YouTube wird teurer
YouTube wird teurer
Bildquelle: ChatGPT

YouTube wird wieder teurer: Das sind die kostenlosen Alternativen

YouTube Premium und Music werden teurer. SmartTube, NewPipe, PipePipe, FreeTube und Yattee liefern viele Funktionen ohne Premium Abo.

Google erhöht in Deutschland erneut die Preise für YouTube Premium. Das Einzelabo kostet nun 14,99 Euro pro Monat statt bisher 12,99 Euro. Premium Lite steigt von 5,99 Euro auf 7,99 Euro. Das Familienabo liegt bei 27,99 Euro statt bisher 23,99 Euro. Studenten zahlen künftig 8,99 Euro statt bisher 7,49 Euro. Auch das Jahresabo kostet mehr. Aus 129,99 Euro werden 149,99 Euro.

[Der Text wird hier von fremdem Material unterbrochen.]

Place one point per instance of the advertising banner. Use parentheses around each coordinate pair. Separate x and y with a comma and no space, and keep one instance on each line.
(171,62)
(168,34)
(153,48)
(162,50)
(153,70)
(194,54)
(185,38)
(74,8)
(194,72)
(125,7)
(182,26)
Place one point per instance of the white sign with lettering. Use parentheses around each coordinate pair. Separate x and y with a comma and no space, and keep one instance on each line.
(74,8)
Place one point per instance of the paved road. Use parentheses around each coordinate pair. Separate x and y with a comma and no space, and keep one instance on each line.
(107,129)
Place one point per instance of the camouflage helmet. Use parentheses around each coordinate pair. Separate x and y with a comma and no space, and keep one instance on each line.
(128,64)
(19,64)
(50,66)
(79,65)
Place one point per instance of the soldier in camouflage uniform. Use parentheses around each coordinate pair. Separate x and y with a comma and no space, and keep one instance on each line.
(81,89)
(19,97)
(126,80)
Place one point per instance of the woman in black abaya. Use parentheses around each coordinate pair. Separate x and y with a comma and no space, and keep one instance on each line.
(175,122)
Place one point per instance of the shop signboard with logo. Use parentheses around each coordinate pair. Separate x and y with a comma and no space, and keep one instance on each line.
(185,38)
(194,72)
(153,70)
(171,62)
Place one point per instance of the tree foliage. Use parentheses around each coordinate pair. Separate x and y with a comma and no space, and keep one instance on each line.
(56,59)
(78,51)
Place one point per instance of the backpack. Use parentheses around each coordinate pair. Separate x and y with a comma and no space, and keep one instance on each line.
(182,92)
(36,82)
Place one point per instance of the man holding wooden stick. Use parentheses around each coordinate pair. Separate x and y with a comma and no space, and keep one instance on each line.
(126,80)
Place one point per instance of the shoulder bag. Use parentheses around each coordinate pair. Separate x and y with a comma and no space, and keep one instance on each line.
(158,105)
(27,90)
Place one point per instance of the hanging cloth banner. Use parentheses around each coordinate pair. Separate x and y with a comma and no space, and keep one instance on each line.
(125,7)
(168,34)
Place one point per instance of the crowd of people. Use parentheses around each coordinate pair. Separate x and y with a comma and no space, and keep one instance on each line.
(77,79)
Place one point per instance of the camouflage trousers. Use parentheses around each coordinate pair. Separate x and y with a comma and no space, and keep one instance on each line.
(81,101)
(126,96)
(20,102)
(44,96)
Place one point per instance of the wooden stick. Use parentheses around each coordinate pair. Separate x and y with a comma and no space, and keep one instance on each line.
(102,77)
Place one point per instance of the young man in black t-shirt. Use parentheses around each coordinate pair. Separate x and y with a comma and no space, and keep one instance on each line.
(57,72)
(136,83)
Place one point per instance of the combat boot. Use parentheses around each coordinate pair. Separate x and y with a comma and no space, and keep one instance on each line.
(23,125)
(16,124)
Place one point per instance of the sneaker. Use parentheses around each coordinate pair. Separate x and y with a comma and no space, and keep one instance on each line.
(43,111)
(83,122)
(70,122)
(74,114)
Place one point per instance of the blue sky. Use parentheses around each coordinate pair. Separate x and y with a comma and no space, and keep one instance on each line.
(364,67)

Die Preiserhöhungen auf einen Blick!

YouTube Music zieht natürlich ebenfalls mit. Das Einzelabo kostet nun 11,99 Euro pro Monat, der Familientarif 18,99 Euro und der Studententarif 5,99 Euro. Das Jahresabo steigt von 99,99 Euro auf 119,99 Euro. Damit steht YouTube Music preislich neben Apple Music und Amazon Music. Klanglich gilt das allerdings nicht.

YouTube Premium macht die Plattform wieder erträglicher, indem es Werbung entfernt, die Hintergrundwiedergabe ermöglicht, Downloads freischaltet und selbstverständlich auch YouTube Music beinhaltet. Wer viel YouTube nutzt, merkt schnell, wie stark Google die normale Nutzung inzwischen zerlegt und eingeschränkt hat.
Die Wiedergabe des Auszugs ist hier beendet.